Beranda / Romance / THE DUKE'S FORBIDDEN PROPHECY / Life Behind Golden Walls

Share

Life Behind Golden Walls

Penulis: Nwagbo Deborah
last update Terakhir Diperbarui: 2026-01-01 21:25:18

Frost traced the edges of the furniture in my new chambers. Not warmth, just shine - like glass under moonlight. East wing spaces stretched wide, yet held nothing soft. Walls stood still, hearing more than they let on. Where my family house trembled with unspoken words, this place swallowed them whole. No echo ever left its throat.

Each morning arrived the same, somehow off-kilter. A metallic click came first - the key twisting in the outer lock - though they claimed it wasn’t to trap me. Liza slipped through later, carrying toast and tea on porcelain that never clinked. Meals tasted like air, even when hot. Outside meant pacing the inner yard: stones laid flat, hedges clipped too neat, watched by someone motionless near the exit. Nothing beyond that gate mattered anymore. Space folded inward until elegance felt hollow.
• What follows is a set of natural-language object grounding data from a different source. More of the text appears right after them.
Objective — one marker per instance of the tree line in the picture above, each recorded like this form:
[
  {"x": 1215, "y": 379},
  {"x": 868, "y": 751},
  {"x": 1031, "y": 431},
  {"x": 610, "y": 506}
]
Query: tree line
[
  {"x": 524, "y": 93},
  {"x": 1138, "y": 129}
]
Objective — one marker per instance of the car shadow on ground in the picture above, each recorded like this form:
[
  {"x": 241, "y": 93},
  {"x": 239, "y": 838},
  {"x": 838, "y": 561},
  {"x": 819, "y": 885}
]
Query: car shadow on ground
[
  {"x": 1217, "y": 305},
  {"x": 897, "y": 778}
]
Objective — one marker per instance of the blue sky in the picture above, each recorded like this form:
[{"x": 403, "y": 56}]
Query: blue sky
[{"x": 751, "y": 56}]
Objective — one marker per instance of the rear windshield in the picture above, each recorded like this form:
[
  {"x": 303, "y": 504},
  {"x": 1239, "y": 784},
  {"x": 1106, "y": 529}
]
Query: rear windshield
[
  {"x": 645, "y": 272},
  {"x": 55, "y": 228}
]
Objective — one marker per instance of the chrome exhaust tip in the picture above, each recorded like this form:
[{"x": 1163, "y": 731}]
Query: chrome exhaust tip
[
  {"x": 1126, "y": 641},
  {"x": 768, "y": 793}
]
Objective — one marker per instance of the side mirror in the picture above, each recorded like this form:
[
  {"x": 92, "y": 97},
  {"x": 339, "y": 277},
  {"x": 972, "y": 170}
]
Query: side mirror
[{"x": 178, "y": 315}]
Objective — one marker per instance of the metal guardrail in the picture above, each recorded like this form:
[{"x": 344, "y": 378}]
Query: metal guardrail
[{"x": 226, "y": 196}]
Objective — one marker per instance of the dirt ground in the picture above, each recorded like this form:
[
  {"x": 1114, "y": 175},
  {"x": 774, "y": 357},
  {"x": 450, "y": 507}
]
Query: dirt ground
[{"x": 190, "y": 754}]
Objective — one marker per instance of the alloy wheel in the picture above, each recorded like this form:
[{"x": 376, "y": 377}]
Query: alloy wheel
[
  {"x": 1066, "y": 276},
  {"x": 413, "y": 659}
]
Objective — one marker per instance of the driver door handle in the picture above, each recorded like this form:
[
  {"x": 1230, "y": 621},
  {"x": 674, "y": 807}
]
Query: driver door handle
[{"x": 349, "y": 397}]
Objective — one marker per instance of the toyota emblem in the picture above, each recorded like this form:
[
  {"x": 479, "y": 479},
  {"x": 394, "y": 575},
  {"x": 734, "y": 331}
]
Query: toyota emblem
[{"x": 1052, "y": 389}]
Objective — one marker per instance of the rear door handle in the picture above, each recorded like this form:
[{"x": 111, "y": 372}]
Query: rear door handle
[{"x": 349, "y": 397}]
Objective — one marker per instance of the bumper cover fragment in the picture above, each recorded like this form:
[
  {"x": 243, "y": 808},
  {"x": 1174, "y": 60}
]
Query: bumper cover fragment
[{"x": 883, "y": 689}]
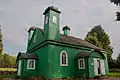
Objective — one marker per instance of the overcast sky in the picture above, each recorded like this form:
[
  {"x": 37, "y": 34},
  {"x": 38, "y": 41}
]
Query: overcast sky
[{"x": 16, "y": 16}]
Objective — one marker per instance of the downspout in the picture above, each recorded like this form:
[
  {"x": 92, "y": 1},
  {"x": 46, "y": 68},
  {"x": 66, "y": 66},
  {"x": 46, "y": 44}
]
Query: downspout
[{"x": 88, "y": 60}]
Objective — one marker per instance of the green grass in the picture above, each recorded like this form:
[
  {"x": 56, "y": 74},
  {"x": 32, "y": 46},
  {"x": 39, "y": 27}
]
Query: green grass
[{"x": 114, "y": 74}]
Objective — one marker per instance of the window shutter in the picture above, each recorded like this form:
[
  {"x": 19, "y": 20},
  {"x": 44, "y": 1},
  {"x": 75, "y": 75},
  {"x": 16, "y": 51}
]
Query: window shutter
[
  {"x": 95, "y": 67},
  {"x": 102, "y": 66}
]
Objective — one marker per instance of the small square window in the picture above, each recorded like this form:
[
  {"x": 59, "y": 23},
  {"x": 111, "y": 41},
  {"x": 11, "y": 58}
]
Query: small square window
[
  {"x": 81, "y": 64},
  {"x": 31, "y": 64}
]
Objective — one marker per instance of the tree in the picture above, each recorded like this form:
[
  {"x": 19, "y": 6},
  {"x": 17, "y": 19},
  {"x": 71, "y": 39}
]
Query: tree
[
  {"x": 98, "y": 37},
  {"x": 117, "y": 3}
]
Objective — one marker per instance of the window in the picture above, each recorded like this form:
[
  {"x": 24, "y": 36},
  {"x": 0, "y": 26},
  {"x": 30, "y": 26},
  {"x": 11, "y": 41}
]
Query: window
[
  {"x": 34, "y": 39},
  {"x": 81, "y": 64},
  {"x": 31, "y": 64},
  {"x": 63, "y": 59},
  {"x": 46, "y": 20},
  {"x": 54, "y": 19}
]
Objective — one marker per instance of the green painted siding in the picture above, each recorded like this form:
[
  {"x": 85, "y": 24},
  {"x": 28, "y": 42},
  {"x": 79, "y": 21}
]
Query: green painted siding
[
  {"x": 83, "y": 72},
  {"x": 40, "y": 38},
  {"x": 58, "y": 71}
]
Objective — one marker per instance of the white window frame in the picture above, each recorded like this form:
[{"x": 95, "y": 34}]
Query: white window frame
[
  {"x": 30, "y": 34},
  {"x": 34, "y": 39},
  {"x": 79, "y": 64},
  {"x": 61, "y": 59},
  {"x": 28, "y": 63}
]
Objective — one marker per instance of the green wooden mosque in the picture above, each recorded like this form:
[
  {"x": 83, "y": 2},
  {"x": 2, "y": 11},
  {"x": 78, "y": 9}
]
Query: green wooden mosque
[{"x": 55, "y": 56}]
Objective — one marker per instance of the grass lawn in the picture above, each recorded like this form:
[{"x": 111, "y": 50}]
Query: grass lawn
[{"x": 114, "y": 74}]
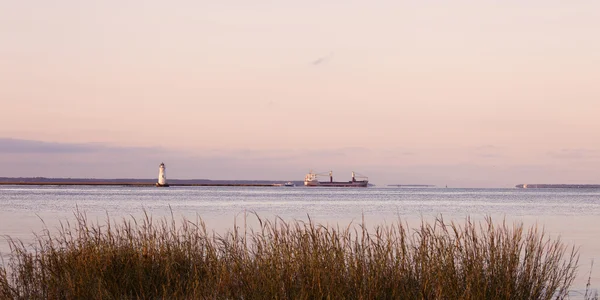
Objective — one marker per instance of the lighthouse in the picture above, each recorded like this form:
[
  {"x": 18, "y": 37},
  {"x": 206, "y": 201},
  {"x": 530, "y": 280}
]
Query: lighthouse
[{"x": 162, "y": 176}]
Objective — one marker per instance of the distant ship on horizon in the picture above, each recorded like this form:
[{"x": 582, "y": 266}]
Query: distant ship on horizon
[
  {"x": 311, "y": 179},
  {"x": 557, "y": 186}
]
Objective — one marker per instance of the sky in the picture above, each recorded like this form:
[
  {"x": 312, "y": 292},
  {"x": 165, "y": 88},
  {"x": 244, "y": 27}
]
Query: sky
[{"x": 459, "y": 93}]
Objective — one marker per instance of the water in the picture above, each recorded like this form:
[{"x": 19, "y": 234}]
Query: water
[{"x": 572, "y": 214}]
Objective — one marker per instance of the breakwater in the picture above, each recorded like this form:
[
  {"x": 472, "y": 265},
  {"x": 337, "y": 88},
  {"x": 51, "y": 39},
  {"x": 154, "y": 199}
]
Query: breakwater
[
  {"x": 558, "y": 186},
  {"x": 41, "y": 181}
]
Every day began the same way. Mrs. Greyson walked in holding her list like it meant something absolute. Rest time came first, she said, though rest never showed up. Then we marched outside whether we liked it or not. Her rules didn’t ask for agreement. Quiet moments indoors led straight into forced steps around stone walls. Nothing changed unless she decided. The air out there felt different when you weren’t free to leave. Hours meant for stitching passed by untouched. Instead, pages turned in silence - volumes on ancient wars, treaties thick with dust. Stories of people like me? Absent. Not a single tale to set thoughts racing past walls.

“It is for your comfort, miss,” Mrs. Greyson would say, her voice like a steel ruler. “His Grace desires you to have tranquility.”
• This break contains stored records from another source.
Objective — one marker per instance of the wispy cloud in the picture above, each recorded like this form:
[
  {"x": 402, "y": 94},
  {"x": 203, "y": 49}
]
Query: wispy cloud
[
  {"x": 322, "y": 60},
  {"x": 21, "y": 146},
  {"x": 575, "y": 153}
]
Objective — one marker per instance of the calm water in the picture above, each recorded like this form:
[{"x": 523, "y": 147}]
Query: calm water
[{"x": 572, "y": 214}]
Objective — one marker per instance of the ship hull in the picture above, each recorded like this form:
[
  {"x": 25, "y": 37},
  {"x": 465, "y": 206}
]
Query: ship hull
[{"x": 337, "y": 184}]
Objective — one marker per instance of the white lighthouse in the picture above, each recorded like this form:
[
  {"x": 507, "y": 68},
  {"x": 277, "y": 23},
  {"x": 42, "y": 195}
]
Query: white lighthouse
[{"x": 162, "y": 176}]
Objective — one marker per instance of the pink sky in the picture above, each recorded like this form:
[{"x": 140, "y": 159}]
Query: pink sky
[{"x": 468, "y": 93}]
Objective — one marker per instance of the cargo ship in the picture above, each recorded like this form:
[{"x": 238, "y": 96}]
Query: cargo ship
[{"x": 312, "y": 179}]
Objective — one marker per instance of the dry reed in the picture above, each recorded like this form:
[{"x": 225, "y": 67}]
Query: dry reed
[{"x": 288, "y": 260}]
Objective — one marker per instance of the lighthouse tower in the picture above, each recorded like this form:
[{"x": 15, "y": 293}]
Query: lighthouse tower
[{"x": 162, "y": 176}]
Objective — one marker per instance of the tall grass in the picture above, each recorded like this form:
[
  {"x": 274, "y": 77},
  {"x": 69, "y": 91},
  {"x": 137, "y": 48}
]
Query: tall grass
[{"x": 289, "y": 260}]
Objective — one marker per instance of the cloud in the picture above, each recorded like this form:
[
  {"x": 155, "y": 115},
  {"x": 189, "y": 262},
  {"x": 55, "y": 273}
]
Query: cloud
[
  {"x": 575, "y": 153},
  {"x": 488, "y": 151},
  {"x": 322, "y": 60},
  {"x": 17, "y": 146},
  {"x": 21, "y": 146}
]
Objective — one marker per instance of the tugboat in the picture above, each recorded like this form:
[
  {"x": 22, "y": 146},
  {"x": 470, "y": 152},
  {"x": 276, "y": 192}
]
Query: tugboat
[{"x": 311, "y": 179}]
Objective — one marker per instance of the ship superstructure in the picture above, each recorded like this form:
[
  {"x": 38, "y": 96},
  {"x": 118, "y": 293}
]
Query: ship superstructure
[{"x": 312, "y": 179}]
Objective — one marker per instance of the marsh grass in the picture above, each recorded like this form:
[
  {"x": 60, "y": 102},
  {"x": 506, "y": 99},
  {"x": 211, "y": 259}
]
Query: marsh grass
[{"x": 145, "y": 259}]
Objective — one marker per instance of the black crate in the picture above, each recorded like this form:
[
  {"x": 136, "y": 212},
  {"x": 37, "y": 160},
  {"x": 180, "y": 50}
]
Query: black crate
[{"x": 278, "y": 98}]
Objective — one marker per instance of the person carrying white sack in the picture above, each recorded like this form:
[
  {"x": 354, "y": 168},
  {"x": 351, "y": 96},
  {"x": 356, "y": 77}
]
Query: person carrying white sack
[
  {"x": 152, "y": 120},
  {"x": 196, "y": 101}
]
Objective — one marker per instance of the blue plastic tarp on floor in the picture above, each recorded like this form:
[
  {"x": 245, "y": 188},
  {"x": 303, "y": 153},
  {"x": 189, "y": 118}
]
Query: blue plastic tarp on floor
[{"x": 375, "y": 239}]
Calm. This heavy quiet had that name once. A lab thing beneath clear cover, preserved in spotless air, untouched.

Foggy shapes moved where the Duke should have been. Sometimes I saw him - rushing along a far hall with Alex Starwood, face pulled tight like old rope. Other times, just a crack of light under a door showed him frozen near a map pricked full of tiny flags, silent as a statue mid-thought. My presence didn’t register. Not once did he come looking. What we had, apparently, didn’t ask me to be close - just nearby. He placed me like a tool he might use later, then walked away.

A voice broke through the silence that morning - Captain Alex Starwood. Not just any guard, but the one who saw something behind my eyes. Tall he stood, thin frame like a shadow against stone, always watching yet never harsh. His steps matched mine on the gravel track where I walked each day without fail. Three mornings passed before words came. Then, out of stillness, he said something real.

You feel weighed down by it, he said. Not asking.

Pausing, I watched him. There he was, facing away from the courtyard entrance, arms folded - not dangerous, simply there. Could it have felt any different?

A faint, almost imperceptible smile touched his lips. “No. It’s meant to feel safe. The two are often confused, in my experience.” He nodded toward the high walls. “These keep danger out. They also keep you in. The trick is deciding which you mind more.”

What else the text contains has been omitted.